Prevenzione e assistenza per i soggetti più vulnerabili
Il Servizio sanitario nazionale rafforza la propria risposta assistenziale per far fronte all'aumento dei bisogni di salute legati alle alte temperature
Le attività delle aziende sanitarie sono rivolte soprattutto alle categorie più esposte agli effetti delle ondate di calore: anziani, in particolare se soli, bambini, pazienti cronici, persone con disabilità e cittadini in condizioni di fragilità sociale.
La rete territoriale, attraverso la collaborazione tra medici di medicina generale, ospedali, servizi sociali, Comuni e Case della Comunità, punta a individuare tempestivamente i bisogni assistenziali e a indirizzare ogni persona verso il servizio più appropriato.
Si tratta di un modello organizzativo che assume un ruolo sempre più rilevante alla luce dell'invecchiamento della popolazione e dell'aumento delle patologie croniche, fenomeni che rendono le alte temperature un vero fattore di rischio per la salute pubblica.
Rafforzati i servizi nelle località turistiche
Fiaso evidenzia inoltre che, nelle aree interessate da un maggiore afflusso turistico, diverse aziende sanitarie hanno attivato o potenziato specifiche misure organizzative per garantire la continuità dell'assistenza durante il periodo estivo.

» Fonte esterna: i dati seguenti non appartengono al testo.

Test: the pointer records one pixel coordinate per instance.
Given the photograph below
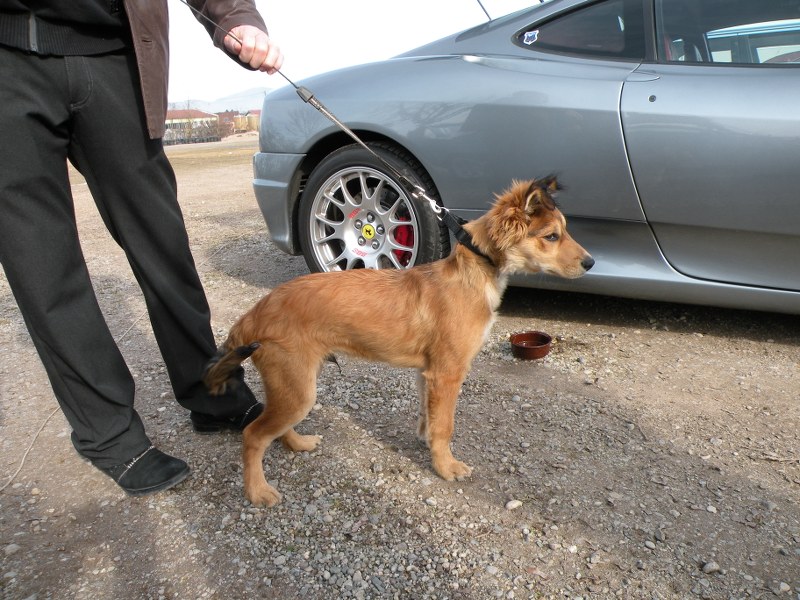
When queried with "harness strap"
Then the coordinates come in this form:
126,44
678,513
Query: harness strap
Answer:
454,224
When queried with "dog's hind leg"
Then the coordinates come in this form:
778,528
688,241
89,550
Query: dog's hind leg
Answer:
290,397
300,443
443,385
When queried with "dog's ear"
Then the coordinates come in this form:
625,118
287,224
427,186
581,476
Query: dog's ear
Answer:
539,194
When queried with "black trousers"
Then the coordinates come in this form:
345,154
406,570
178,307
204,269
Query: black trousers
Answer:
88,110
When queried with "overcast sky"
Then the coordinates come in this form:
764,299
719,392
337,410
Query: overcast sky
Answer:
316,36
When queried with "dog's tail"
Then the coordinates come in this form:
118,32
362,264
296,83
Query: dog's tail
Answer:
221,369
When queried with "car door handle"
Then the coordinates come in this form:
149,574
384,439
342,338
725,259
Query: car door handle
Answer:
642,76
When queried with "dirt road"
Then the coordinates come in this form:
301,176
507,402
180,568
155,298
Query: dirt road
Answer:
654,454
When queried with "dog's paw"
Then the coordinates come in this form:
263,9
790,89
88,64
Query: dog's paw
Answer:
453,470
266,496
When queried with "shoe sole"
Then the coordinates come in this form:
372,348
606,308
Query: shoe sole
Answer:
164,485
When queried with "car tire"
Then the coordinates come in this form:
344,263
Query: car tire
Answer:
354,213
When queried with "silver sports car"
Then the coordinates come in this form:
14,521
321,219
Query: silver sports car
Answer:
674,126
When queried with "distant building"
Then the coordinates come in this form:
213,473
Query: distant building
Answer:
190,125
248,121
227,122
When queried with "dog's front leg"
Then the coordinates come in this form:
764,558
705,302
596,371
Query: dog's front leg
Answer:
442,393
255,441
422,421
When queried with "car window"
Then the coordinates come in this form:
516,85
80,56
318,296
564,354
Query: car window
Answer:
609,29
729,31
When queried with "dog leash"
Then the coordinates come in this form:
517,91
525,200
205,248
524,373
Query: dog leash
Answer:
453,222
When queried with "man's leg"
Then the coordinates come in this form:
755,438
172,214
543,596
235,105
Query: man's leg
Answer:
42,258
135,190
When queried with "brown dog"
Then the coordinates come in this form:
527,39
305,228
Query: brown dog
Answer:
442,312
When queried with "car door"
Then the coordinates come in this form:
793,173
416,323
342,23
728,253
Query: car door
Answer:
713,136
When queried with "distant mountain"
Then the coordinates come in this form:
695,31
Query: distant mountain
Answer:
241,101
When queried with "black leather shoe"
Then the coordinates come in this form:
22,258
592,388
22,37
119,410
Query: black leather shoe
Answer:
209,424
152,471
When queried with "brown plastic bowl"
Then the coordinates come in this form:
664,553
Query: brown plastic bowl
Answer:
530,345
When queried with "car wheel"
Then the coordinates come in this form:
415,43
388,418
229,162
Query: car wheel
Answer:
355,214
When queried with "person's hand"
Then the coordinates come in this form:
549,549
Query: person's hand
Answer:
256,49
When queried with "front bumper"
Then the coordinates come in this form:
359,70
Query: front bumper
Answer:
272,183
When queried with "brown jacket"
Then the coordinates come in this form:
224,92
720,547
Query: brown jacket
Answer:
150,28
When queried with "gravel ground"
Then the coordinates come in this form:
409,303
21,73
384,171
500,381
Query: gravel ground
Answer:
653,454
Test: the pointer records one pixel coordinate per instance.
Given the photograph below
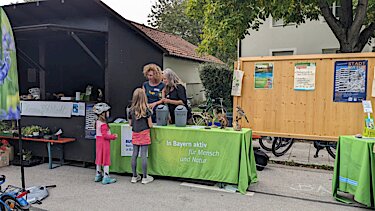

Gli interventi vengono modulati in base alle caratteristiche del territorio e ai bisogni della popolazione residente e temporaneamente presente, con l'obiettivo di assicurare una risposta efficace anche nei periodi di maggiore pressione sui servizi sanitari.
Il ruolo delle Case della Comunità
Secondo il presidente di Fiaso, Giuseppe Quintavalle, la rete territoriale rappresenta uno degli strumenti più importanti per affrontare gli effetti delle ondate di calore.
Le Case della Comunità e i servizi territoriali, infatti, consentono di orientare i cittadini, individuare precocemente le situazioni a rischio e intervenire prima che un problema di salute evolva in un'emergenza, contribuendo anche a limitare gli accessi impropri ai pronto soccorso.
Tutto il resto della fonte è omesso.